Applicability to legacy code

Legacy code often violates many of the rules given below. Unless working on a modernization effort with an explicit strategy for dealing with (or intentionally breaking) backwards compatibility, the rules only apply to newly created elements.

In situations where old and new code meet (e.g. adding a new column to an old table), applying current conventions could lead to inconsistencies with neighboring elements. If you encounter such a case, discuss it with other developers, then choose an approach to use and make a corresponding note on the surrounding element.

Naming conventions

General naming

  • Use lower case for all identifiers in databases, and use snake_case for multi-word identifiers (see Capitalization and format, ed-DB-115 and ed-DB-116).
  • Avoid abbreviations and specifically making up your own abbreviations. For details, see General rules and ed-DB-118.
  • In general, names use English. However, German terms should be used when they refer to any of the following:

    • business domain terms with company-specific meaning
    • terms that are hard to translate as they are specific to German laws and institutions
    • objects in other databases that the application interacts with
    • arguments/fields in internal protocols (e.g. REST calls, asynchronous messages) or official standards

    Examples

    • The company-specific terms "Beraternummer" and "Mandantennummer" are not translated.
    • "bank_statement" (or "bankstatement") is okay as the domain concept ("Kontoauszug") is not at all company specific and translating it does not cause loss of meaning.
      • However, it is not acceptable if it refers to a specific table in another database that uses the German term.

    Info

    This rule is similar to, but less strict than ed-DB-112.

Tables and views

  • Table names use singular (book, not books). See ed-DB-117.
  • Do not add a general prefix or suffix to the name of views to distinguish them from tables (a practice suggested by ed-DB-119).
    • A side effect of this rule is that you cannot have a table foo_status accompanied by a v_foo_status view, which we think would be confusing. If a view has some specific purpose, include it in the name instead, e.g. foo_status_printable. This way, it (mostly) becomes an implementation detail whether a name refers to a view or a table.

Columns

  • Primary key column names do not repeat the name of the table (see ed-DB-119).

    Example

    A book table could have a primary key column called id or key, but not book_id or book_key.

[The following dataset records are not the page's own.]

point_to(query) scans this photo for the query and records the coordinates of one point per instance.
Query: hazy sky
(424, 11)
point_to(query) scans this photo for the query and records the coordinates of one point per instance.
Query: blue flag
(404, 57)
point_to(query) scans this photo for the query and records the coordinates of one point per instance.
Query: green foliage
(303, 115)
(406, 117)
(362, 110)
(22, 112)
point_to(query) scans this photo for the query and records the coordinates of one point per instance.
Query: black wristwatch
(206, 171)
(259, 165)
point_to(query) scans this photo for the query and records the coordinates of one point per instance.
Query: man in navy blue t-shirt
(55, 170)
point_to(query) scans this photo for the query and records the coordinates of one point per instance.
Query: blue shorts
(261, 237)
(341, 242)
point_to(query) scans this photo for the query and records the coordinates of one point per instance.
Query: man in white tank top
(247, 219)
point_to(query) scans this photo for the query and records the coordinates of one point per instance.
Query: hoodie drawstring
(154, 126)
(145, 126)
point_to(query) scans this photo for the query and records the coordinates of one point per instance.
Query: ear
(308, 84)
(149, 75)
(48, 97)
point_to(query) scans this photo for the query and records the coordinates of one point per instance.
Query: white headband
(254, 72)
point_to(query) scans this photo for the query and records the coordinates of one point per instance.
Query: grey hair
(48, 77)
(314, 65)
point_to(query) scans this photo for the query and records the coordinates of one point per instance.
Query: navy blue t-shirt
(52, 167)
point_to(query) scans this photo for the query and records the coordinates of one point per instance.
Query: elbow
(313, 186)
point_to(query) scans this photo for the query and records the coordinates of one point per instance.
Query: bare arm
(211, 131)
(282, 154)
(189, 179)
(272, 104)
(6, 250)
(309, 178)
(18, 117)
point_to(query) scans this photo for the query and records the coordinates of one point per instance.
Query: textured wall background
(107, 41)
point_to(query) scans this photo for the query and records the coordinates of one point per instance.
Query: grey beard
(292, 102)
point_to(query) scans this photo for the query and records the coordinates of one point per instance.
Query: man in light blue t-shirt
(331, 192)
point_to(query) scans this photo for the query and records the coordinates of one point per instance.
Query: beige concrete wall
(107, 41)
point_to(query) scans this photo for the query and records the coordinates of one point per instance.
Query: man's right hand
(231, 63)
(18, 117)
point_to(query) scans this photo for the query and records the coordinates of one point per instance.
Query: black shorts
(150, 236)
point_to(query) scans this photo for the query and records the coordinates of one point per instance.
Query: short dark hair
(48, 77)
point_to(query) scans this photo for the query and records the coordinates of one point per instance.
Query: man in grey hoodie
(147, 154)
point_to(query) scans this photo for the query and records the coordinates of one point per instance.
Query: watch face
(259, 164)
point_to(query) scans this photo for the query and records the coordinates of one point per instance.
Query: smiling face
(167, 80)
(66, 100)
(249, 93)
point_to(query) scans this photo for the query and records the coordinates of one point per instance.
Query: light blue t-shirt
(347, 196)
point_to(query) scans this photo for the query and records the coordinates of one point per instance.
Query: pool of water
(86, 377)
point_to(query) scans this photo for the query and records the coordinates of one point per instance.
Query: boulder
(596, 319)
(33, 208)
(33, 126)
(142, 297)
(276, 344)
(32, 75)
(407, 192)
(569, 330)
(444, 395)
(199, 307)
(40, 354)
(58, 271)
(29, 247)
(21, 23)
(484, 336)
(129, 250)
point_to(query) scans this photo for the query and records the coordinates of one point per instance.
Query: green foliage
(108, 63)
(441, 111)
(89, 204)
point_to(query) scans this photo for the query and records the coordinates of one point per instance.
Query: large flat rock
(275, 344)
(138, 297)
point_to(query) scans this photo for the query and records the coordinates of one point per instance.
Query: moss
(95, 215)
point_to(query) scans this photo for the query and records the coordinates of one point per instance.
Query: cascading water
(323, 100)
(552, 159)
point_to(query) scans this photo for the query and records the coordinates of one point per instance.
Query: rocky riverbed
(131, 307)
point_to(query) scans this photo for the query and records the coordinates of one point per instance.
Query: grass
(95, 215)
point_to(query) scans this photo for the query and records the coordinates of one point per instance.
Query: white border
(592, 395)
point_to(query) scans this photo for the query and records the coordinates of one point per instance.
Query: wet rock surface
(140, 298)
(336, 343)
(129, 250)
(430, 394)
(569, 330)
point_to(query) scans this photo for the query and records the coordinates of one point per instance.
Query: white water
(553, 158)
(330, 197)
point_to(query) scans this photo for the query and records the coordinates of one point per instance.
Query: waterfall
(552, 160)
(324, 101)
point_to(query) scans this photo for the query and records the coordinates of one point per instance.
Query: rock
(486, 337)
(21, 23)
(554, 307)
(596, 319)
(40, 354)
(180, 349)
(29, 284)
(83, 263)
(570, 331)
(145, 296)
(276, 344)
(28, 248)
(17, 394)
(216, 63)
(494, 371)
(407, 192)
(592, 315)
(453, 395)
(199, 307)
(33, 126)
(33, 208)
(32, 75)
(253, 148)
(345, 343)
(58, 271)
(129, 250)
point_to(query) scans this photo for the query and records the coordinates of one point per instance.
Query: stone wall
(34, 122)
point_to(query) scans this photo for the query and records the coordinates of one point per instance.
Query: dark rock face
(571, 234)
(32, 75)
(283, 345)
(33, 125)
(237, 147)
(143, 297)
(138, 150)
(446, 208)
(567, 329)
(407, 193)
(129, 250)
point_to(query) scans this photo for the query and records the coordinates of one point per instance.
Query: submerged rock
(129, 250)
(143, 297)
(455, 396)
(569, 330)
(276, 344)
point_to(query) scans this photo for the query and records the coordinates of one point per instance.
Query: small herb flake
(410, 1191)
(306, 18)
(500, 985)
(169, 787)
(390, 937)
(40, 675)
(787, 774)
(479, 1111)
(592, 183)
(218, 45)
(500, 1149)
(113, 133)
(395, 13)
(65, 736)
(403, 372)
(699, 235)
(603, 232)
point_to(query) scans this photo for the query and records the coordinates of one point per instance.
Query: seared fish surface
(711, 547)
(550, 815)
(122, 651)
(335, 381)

  • Do not add prefixes and suffixes to the name of a column based on its type or usage.

    • Specifically, do not add fk_ to the name of a column that is (part of) a foreign key constraint (a practice suggested by ed-DB-119).
  • Names of columns that hold ID/key values generated by another system should always unambiguously identify that system.
    • You may feel that it's obvious to everybody that external_id or source_id refers to the company's "SplineReticulator Directory" product. But even if that were true at the time of writing, that does not mean that the same is true for future you or somebody else in charge of deciphering the code in 5 years.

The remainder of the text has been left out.